Siyaset arenasında daha önce faal olarak çalışmış, belli bir aradan sonra tekrar bu işe soyunmaya kalkışan ve bu arenada yeni taze bir kanla, boy göstermeye çalışan, farklı düşünce tarzlarıyla halkın desteğini arkalarına alaraktan ipi göğüslemek isteyenler, dün olduğu gibi bu günde ortaya çıkmaktadırlar. Gazete sayfalarındaki söylemlerine bakıldığı zaman, klasik bir söylemin dışına çıkılmadığını görürüz. Bu söylemler: oylarınıza talibim beni seçip bana bu görevi layık görürseniz seçildiğim andan itibaren, siyasi hayatım boyunca gece gündüz, hangi saate olursa olsun hizmetinizdeyim size hizmet etmekten gurur duyarım gibi kronikleşmiş laflarla bizleri her seferinde avutmaya devam ederler. Biz halk olarak ya o kişinin hitabet gücünün verdiği tesire, yâda gerçekleşmesi mümkün olmayan kendisinin bile yapacağına inanmadığı vaatlerine kanıyoruz.

Yüce Allah kuranı kerimde şöyle buyurmaktadır:’’ey iman edenler! Yapamayacağınız şeyleri niçin söylüyorsunuz? Yapamayacağınız şeyleri söylemeniz, Allah katında büyük bir nefretle karşılanır. Saf süresi

Onlar söyleyip gerçekleştirmedikleri vaatleri unutabilirler, öyle bir vaatte bulunmadık da diyebilirler. Ama biz halk olarak birey olarak asla unutmaz ve başka bir seferde de hatırlatmayı iyi biliriz. Bir halkı temsil etmek halkın öncülüğüne talip olmak kolay olmasa gerek, çünkü halkı temsil etmek, halktan biri olmak halkın isteklerini yerine getirmek, halkın olduğu yerde bulunmaktır. Liderliğe soyunan birinin öncelikle oy veren vermeyen ayırımı yapmadan hizmet aşkıyla yanıp tutuşması lazım. Koltuğunu korumak yâda koltuğa sahip olmak için halkın arasına gir, istediğini al git, sonra halk ta kendi yağında kavrulsun. Siyaset arenası mankenlerin boy gösterdiği yer gibi boy gösterme yeri değildir. Bizim boy posunuzu görmeye ihtiyacımız yok, hizmete, sıkıntılarımızın giderilmesine, bize ön ayak olmanıza ihtiyacımız vardır.

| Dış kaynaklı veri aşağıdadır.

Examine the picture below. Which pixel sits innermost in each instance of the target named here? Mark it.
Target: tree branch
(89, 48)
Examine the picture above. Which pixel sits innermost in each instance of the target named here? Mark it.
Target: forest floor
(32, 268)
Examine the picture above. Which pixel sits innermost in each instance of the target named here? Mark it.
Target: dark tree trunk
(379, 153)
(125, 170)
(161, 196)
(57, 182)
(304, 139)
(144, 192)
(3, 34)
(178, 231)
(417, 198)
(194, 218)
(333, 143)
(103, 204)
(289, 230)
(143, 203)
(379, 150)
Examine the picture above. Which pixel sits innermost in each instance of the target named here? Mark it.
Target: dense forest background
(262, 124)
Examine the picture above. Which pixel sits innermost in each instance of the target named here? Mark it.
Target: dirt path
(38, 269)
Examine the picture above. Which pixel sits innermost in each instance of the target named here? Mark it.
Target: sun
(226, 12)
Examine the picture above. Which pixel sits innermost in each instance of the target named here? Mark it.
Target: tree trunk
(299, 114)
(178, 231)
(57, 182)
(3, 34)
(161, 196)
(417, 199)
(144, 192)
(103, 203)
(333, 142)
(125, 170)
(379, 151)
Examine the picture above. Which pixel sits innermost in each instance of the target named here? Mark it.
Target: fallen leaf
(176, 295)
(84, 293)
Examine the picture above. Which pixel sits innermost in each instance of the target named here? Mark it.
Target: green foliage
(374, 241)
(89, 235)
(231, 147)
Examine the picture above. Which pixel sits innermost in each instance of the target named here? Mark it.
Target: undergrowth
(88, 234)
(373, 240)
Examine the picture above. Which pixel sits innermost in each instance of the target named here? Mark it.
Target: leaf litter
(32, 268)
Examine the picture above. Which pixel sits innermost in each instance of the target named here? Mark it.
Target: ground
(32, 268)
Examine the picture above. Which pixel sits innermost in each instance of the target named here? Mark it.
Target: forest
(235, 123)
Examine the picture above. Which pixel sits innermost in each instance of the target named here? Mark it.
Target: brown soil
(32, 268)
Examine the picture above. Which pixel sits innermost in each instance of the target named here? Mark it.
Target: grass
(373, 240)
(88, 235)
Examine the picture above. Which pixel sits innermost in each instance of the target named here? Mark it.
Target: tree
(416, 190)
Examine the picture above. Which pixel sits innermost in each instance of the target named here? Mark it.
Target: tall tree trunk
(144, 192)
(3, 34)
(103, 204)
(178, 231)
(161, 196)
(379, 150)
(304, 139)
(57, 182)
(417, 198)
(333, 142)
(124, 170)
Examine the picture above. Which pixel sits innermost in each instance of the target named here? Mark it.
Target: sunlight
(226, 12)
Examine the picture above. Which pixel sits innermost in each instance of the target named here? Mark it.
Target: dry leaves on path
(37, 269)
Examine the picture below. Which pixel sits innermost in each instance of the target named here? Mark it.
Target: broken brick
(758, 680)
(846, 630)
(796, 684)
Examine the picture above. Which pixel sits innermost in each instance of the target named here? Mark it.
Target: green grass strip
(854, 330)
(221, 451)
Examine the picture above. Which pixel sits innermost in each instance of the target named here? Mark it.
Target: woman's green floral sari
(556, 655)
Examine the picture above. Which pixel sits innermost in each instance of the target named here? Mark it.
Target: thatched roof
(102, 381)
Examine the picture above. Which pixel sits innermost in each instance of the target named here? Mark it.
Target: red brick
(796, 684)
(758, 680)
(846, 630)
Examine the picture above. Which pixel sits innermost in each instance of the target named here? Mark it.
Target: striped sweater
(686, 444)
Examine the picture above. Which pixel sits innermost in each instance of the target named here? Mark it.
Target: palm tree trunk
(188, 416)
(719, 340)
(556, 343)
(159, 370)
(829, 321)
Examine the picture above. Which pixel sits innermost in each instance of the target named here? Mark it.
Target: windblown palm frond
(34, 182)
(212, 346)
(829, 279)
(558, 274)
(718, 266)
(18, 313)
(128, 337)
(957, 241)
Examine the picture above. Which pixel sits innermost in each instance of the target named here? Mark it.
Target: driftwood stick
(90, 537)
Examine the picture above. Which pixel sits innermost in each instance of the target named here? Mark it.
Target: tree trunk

Peygamberimiz(s.a.v) şöyle buyurmaktadır:’’bir kimse din kardeşinin rahata kavuşması veya sıkıntıdan kurtulması için hükümet adamlarına gidip uğraşırsa, kıyamette sırat köprüsünden, herkesin ayakları kaydığı zaman, allah’u Teâlâ onu süratle geçirir.

Halkımız artık uyandı kimlerin kendilerine hizmet edip, kimlerin etmeyeceğini, sadece seçim zamanlarında ortaya çıkıp sonra birden ortadan kaybolanları çok iyi biliyor. Halkın sırtından geçiniyor, halka sırtını dönüyorsan bunun adı nankörlük halk aldatma olur. Buradan siyasete soyunan tüm adaylara sesleniyorum: bir halkın derdine derman olabilecek, sıkıntılarını çözebilecek bilgi ve birikime sahip değilseniz, halkın sıkıntılarını ve beklentilerini dile getirme adına elinizi masaya vurabilecek cesaret ve yüreğe sahip değilseniz lütfen bu işten vazgeçin, hem itibarınızı kaybetmezsiniz hem de halkın başına yük olmaktan kurtulursunuz. Allah’a emanet olun.